Emily Tan
Mar 3, 2017

Is Snap worth its valuation given its advertising proposition?

Despite strong ad revenue, Snapchat is seeing widening losses and slower user growth.

Is Snap worth its valuation given its advertising proposition?

The owner of Snapchat is the latest US social media company to come to the stock market with a heady valuation. Though investors are split on whether Snap shares will turn out to be like that of Facebook or Twitter.

Founder Evan Spiegel faced tough questions on Snap’s investor roadshow last month. The company’s decision to cut its valuation from an initial high of $25 billion to a more modest range of $19.5 to $22.2 billion told its own story.

Snapchat revealed that it has 161 million daily active users and annual revenues jumped sevenfold
to $404 million last year. "Substantially, all of our revenue comes from advertising," Snap said in its IPO
prospectus, referring to features such as sponsored lenses, geo-filters and "brand stories".

Snap also faces pressure from Facebook, which has launched many copycat features, such as Instagram Stories and WhatsApp’s disappearing status updates

But investors have highlighted that annual loss increased by nearly half to $522 million while user growth slowed to just 3 percent in the final quarter of 2016.

Valuation consultancy Brand Finance estimates that the Snapchat brand (rather than Snap the company) is worth only $1.7 billion because revenues are modest and it has yet to prove itself.

And this is a generous figure, according to Robert Haigh, a director at Brand Finance: "To arrive at it, we even used an optimistic forecast of 38 percent annual growth (to $3.5 billion in five years) and have assumed that profitability will kick in to reverse current losses."

There are other doubts. Brands still lack transparency on their Snapchat campaigns, Ben Carter, UK marketing director at Just Eat, says: "Despite guaranteed engagement, it’s difficult to see how Snapchat campaigns perform – beyond top-line metrics – and subsequently how it drives commercial return."

Then there are questions about whether Snapchat can expand beyond its core under-35 user base.

Snap also faces pressure from Facebook, which has launched many copycat features, such as Instagram Stories and WhatsApp’s disappearing status updates.

Jo Sutherland, managing director at Fetch London, still believes Snapchat has an edge.
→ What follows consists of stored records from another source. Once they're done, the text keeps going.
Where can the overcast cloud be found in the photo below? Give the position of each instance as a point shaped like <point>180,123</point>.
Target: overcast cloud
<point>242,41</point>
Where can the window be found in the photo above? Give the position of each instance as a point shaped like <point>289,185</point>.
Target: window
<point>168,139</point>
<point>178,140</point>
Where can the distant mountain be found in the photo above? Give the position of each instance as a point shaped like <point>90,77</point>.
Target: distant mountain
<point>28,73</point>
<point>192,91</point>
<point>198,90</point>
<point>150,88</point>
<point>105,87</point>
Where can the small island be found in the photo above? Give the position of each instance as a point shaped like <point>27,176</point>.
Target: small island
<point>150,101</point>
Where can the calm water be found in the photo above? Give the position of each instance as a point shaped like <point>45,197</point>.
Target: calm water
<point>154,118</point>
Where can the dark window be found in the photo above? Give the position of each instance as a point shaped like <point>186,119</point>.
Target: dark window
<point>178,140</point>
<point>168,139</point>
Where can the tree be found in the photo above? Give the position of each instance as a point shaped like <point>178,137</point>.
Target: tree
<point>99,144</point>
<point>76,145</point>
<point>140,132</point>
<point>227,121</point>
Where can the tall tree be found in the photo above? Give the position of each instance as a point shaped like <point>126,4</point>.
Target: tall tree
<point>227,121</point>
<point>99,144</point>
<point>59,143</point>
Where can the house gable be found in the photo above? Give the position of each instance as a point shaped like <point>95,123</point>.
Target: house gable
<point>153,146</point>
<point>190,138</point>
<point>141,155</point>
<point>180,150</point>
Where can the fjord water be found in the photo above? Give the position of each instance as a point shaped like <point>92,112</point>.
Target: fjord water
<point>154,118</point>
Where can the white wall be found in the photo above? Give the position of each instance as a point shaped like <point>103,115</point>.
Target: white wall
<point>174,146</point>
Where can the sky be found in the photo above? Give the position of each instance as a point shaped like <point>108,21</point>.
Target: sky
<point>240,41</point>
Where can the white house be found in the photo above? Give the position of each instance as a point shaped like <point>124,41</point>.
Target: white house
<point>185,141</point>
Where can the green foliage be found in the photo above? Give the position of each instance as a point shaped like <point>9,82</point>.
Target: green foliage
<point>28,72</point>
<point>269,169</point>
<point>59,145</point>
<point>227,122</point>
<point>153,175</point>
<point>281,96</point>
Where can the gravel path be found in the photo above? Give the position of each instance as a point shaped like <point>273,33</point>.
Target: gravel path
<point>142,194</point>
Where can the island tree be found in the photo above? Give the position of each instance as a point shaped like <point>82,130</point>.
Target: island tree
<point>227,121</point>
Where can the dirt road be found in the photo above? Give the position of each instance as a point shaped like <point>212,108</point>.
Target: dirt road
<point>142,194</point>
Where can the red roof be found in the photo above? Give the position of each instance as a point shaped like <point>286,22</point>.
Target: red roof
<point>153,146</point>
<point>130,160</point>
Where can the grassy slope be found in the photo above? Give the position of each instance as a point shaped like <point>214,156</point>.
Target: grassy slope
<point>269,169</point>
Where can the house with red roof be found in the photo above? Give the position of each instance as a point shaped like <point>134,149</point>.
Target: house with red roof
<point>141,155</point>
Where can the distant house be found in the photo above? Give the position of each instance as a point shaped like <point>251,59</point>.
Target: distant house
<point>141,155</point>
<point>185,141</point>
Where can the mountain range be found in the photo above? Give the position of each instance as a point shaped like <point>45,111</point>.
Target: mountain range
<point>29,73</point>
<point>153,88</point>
Its ad products are "smartly conceived" and "brand new rather than being reactively developed", she suggests. Verto Analytics, which measures consumer behaviour, also points out that Snapchat has a high retention rate and stickiness with its users.

The real test will be time. Facebook’s shares debuted at $38 in 2012 and halved within six months. Today, they stand at $130-plus after the company diversified. In contrast, Twitter’s stock initially doubled from its $26 debut in 2013 but is now languishing around $16.

YES: Meri Kupiainen, Chief analytics officer, Verto Analytics

Snapchat’s hourly audience far exceeds Twitter’s and no other big social platform compares among millennials and teenagers. Its new API has good initial feedback from advertisers – encouraging for monetising the audience in a scalable way.

MAYBE: Ben Carter, UK marketing director, Just Eat

Snapchat’s biggest and best-documented challenge is that, for advertisers, it currently lacks clear transparency. It’s clearly an exciting new technology but only time will tell whether it becomes the next Facebook or the next Vine or BlackBerry.

YES: Jo Sutherland, Managing director, Fetch London

Today, many things that are brilliant start off being difficult. Snapchat is a platform with a rich emotional connection to its young audience and compelling products.

NO: Robert Haigh, Director, Brand Finance

Snapchat can be a useful tool for advertisers, particularly in reaching millennials. However, with a limited range of ad options (whose financial value is unproven) and with uncertain user growth, it is simply not useful enough to justify its lofty valuation.